The good news: 50 Cent just got a movie deal for $200 million. The bad news: It's for 10 movies, and even if they do make any money, he'll probably have to split it with a shedload of people.

It's not like the TIs just cut Fiddy a check for $200 million - which, from what I understand, was how record deals used to work back in the day. Remember back when Janet Jackson or REM or somebody would get a deal for some ridonkulous nine figure sum? It's not like they had to take that $200 million and use it to make 10 albums that cost $20 million a piece, and so it was really like they were getting a deal for jack schitt. Maybe they could pay themselves some sort of salary out of that $20 million per album, if there was any left over.

Which wouldn't necessarily be a bad deal, for most of us. One tenth of one percent of $20 million would more money than I've ever made in a year - but that's because I'm a broke motherfucker. This is 50 Cent we're talking about. He once made $400 million in one year. Possibly more, if he made money from anything that year other than the sale of Vitamin Water to Coca Cola. Even if his windfall from that deal was way less than the ridonkulous figure quoted in the press, he probably took home more money that year than the entire amount of this film deal.

The problem being, it's not like this deal is for some shit he can have done in a few months. It takes a long time to make a movie, even if said movie is a steaming pile of excrement. Tyler Perry can only crank out one every six months or so, and it looks like all of his movies are just variations on the one where the black guy dresses up like an old lady, Morehouse-style, and the one where the relationships of several black couples are in a state of disarray. They can't be that hard to come up with. I'm surprised the studio haven't hired a chinaman to undercut him.

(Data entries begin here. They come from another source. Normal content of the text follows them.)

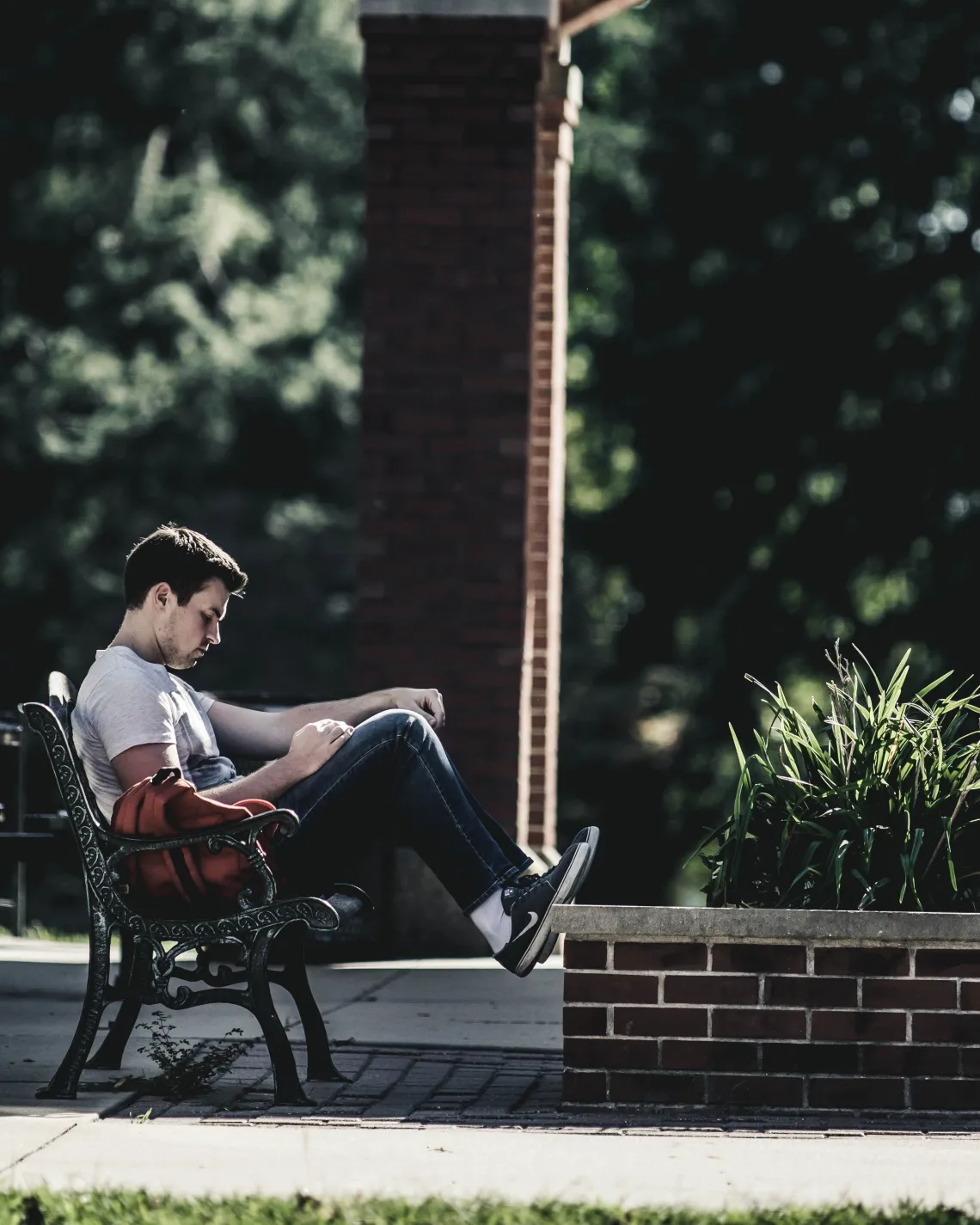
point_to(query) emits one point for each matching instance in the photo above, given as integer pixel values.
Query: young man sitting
(340, 766)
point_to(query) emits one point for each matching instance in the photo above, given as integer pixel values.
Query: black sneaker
(591, 836)
(530, 904)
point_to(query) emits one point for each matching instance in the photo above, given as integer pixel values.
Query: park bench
(150, 946)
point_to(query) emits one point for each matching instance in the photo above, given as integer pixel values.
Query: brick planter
(775, 1009)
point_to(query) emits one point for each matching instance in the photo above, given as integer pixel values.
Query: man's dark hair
(184, 559)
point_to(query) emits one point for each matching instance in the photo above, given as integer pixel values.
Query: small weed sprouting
(875, 809)
(184, 1072)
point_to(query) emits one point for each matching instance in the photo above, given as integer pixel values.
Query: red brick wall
(450, 261)
(772, 1026)
(556, 115)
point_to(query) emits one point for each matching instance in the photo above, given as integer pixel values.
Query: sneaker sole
(549, 945)
(568, 885)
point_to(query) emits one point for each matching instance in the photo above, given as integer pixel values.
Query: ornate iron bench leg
(132, 976)
(65, 1081)
(288, 1088)
(293, 977)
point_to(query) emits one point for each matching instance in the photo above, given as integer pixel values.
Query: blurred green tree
(773, 379)
(179, 259)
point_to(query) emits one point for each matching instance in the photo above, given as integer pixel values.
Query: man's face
(187, 631)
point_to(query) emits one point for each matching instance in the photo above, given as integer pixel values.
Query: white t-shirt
(126, 701)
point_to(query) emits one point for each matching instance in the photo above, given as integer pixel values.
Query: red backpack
(189, 878)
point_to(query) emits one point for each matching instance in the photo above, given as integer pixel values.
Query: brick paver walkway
(408, 1083)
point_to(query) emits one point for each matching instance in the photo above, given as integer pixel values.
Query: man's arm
(267, 783)
(266, 734)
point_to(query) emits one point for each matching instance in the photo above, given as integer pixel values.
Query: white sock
(492, 922)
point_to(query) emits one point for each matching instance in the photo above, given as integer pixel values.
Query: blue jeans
(395, 775)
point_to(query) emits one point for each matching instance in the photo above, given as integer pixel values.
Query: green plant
(187, 1069)
(873, 810)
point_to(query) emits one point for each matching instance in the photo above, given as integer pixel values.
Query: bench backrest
(52, 724)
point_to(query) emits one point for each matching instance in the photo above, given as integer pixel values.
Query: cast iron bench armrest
(241, 836)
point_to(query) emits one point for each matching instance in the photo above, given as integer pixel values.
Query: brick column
(451, 162)
(559, 98)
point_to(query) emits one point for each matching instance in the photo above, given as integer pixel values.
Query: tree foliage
(773, 375)
(178, 266)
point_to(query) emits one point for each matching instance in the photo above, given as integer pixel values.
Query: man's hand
(315, 744)
(426, 702)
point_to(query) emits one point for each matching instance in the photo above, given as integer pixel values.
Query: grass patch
(121, 1208)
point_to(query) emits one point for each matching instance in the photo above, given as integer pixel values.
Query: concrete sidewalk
(462, 1038)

Probably because Tyler Perry would take to his email list - which I'm sure is the same list behind those Jena 6 protests, and the rumor that black people's right to vote was gonna expire in 2007, the year before we elected our first black-ish president - and explain that the TIs were using cheap Chinese labor to purposely undercut him. Imagine the outrage that would ensue. Remember the time Roger Ebert had the sheer balls to suggest that Tyler Perry's movies weren't very good? And that was Roger Ebert. He should have a pass to throw shitty black movies under a bus - he's married to a black woman. He's a better man than I am.

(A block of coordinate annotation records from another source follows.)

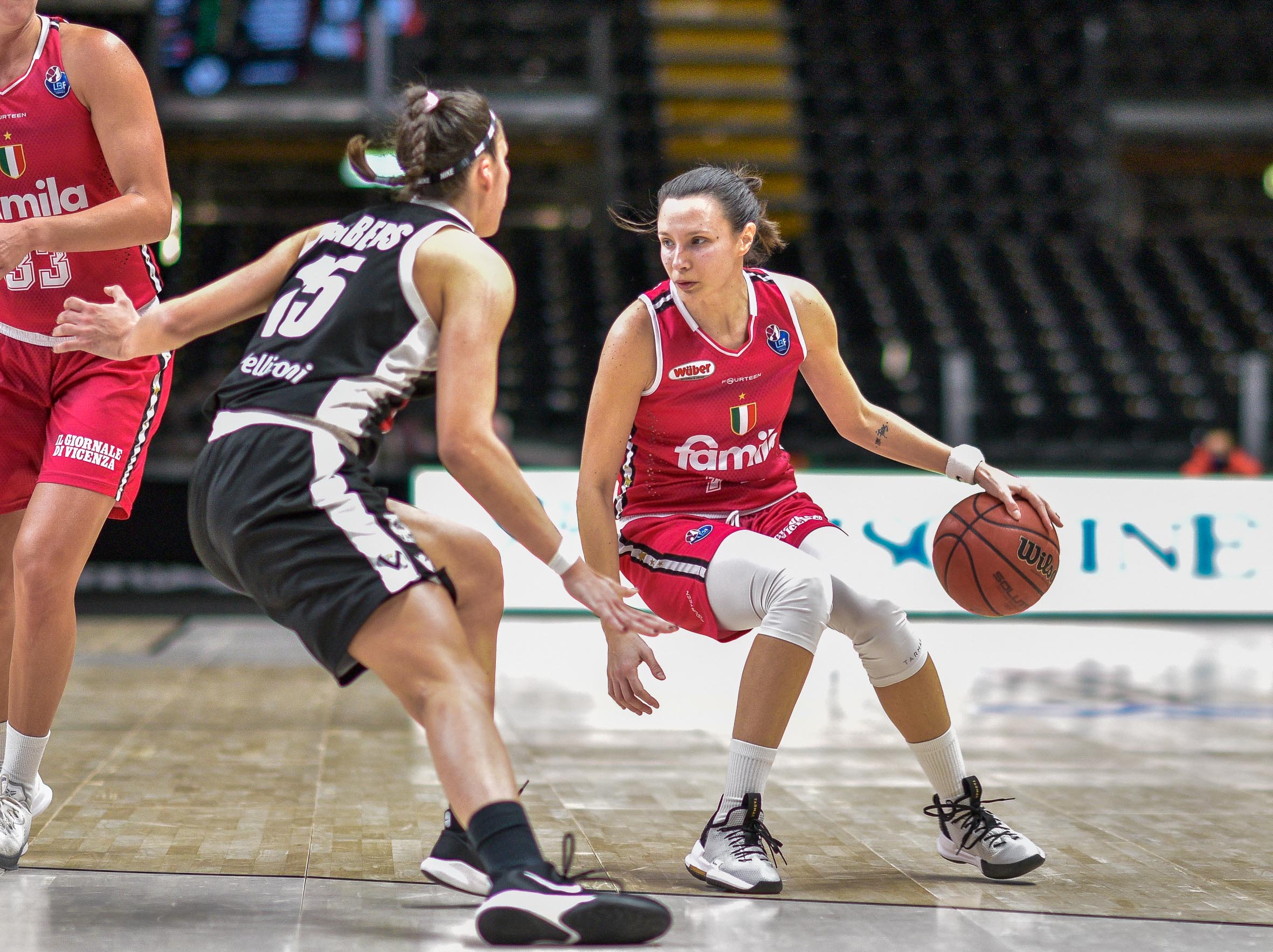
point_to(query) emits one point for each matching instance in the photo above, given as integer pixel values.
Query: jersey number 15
(300, 311)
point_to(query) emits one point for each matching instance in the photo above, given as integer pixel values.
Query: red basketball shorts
(666, 558)
(78, 420)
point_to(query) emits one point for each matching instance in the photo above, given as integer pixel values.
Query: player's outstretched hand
(627, 654)
(605, 599)
(1004, 487)
(101, 329)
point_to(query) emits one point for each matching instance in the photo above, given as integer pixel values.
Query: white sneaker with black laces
(16, 816)
(737, 852)
(972, 834)
(544, 907)
(455, 863)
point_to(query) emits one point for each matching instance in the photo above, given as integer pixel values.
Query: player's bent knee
(800, 606)
(888, 645)
(483, 568)
(39, 573)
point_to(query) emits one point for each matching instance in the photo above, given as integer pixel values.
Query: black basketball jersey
(348, 340)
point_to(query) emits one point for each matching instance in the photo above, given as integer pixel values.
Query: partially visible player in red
(689, 404)
(83, 189)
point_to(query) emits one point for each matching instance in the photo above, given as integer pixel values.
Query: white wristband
(963, 464)
(567, 555)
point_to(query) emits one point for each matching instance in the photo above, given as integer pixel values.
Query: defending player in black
(362, 315)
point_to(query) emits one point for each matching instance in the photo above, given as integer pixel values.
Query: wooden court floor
(1140, 756)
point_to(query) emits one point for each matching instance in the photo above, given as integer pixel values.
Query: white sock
(22, 758)
(748, 773)
(943, 763)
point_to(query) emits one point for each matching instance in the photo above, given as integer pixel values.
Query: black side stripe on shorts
(662, 561)
(349, 513)
(148, 418)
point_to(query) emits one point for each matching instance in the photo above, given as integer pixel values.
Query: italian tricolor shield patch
(13, 161)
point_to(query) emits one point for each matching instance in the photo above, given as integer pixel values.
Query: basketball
(992, 564)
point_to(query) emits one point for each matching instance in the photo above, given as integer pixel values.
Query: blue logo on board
(698, 535)
(57, 82)
(778, 340)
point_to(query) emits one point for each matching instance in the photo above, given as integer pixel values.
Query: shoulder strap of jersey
(656, 301)
(767, 284)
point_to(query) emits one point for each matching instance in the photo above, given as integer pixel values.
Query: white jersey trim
(694, 325)
(232, 420)
(448, 209)
(791, 308)
(729, 517)
(406, 270)
(659, 346)
(350, 400)
(45, 23)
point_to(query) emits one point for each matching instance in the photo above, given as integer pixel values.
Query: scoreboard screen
(218, 46)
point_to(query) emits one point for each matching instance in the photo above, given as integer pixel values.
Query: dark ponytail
(438, 135)
(736, 189)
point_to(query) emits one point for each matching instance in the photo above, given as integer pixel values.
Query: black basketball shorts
(287, 515)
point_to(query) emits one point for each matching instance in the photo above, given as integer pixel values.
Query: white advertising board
(1136, 546)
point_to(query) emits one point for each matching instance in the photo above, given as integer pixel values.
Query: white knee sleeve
(755, 582)
(887, 643)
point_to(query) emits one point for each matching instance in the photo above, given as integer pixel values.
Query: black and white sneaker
(736, 852)
(531, 907)
(972, 834)
(454, 861)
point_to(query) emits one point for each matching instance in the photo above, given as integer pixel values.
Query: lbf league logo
(778, 340)
(698, 535)
(13, 161)
(57, 82)
(743, 419)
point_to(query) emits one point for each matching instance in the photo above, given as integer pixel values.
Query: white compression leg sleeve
(887, 643)
(755, 582)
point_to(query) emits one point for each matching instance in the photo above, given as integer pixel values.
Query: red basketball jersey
(53, 164)
(705, 434)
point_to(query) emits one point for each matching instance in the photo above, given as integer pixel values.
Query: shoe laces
(11, 809)
(751, 838)
(593, 875)
(968, 812)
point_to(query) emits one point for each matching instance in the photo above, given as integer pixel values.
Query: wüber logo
(691, 372)
(703, 454)
(1033, 555)
(40, 204)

These new 50 Cent movies are set to be released by Lionsgate, which I'm pretty sure is the same studio that releases those Tyler Perry movies. Which makes me wonder how they think the commercial prospects of these 50 Cent movies compare to those Tyler Perry movies. Those Tyler Perry movies are occasionally the top movies in the country, ahead of whatever white movies are released that week, albeit in weeks when the white movie isn't very good. It's not like he's beating out Inception, or one of those Twilight movies. But still. The last few 50 Cent movies have gone straight to video. And the last one that didn't was Righteous Kill, which didn't exactly set the world on fire. Neither did Get Rich or Die Trying, which had a similar pedigree to Eminem's popular and semi-worthwhile 8 Mile.

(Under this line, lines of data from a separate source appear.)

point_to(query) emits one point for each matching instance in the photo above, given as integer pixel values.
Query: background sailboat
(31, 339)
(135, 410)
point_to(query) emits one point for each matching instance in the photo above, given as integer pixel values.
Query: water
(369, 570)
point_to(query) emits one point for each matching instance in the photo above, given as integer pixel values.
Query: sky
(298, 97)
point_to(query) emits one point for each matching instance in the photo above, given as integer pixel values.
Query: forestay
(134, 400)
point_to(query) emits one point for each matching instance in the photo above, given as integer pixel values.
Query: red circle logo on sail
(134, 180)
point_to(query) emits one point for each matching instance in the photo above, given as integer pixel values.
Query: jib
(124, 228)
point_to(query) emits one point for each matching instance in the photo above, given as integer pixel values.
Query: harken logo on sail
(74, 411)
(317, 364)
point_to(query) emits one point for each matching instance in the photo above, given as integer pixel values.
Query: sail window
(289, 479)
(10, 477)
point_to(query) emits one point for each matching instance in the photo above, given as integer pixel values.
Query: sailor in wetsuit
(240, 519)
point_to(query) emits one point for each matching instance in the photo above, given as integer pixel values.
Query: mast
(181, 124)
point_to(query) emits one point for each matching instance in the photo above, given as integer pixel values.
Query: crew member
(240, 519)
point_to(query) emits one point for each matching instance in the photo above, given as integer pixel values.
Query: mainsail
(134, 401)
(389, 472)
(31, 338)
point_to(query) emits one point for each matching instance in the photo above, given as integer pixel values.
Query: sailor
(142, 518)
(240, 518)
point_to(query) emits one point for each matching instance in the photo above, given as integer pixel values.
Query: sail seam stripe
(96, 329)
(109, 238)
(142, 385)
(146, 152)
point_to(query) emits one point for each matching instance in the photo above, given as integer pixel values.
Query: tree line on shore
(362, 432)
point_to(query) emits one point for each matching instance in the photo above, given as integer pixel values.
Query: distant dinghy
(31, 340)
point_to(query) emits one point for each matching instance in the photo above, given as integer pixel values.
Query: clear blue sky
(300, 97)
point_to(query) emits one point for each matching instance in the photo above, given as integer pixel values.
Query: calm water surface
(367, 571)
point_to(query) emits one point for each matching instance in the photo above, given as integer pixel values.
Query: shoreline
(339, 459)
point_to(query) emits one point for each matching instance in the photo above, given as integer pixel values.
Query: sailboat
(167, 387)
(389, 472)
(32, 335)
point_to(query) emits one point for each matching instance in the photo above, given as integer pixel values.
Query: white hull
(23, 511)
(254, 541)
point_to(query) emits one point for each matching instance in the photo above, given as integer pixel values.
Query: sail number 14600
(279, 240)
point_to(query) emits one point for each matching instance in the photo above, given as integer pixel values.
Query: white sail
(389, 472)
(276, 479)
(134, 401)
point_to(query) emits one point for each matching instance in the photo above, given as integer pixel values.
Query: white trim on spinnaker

Which is not to say that this deal is necessarily doomed. This is not 2003 - I'm sure the TIs did the math, before they just up and cut a check for $200 million. Lionsgate has been in the movies for ignorant black people business for the last 5+ years now, so I'm sure they've got the economics down to a science. If each one of these future turds is budgeted at $20 million, that's probably the amount they can make just by licensing it to cable TV, foreign countries and what have you. I don't know how many people have cable over in Africa, percentage wise, but it's such a huge, vast continent. (They purposely make it seems smaller on maps and globes, because it's mostly insignificant.) And you see how apeshit they go for 50 Cent over there (pardon my use of the term). They were also really big on Milli Vanilli. There must be something about a musician who isn't really a musician that really resonates with people in Africa.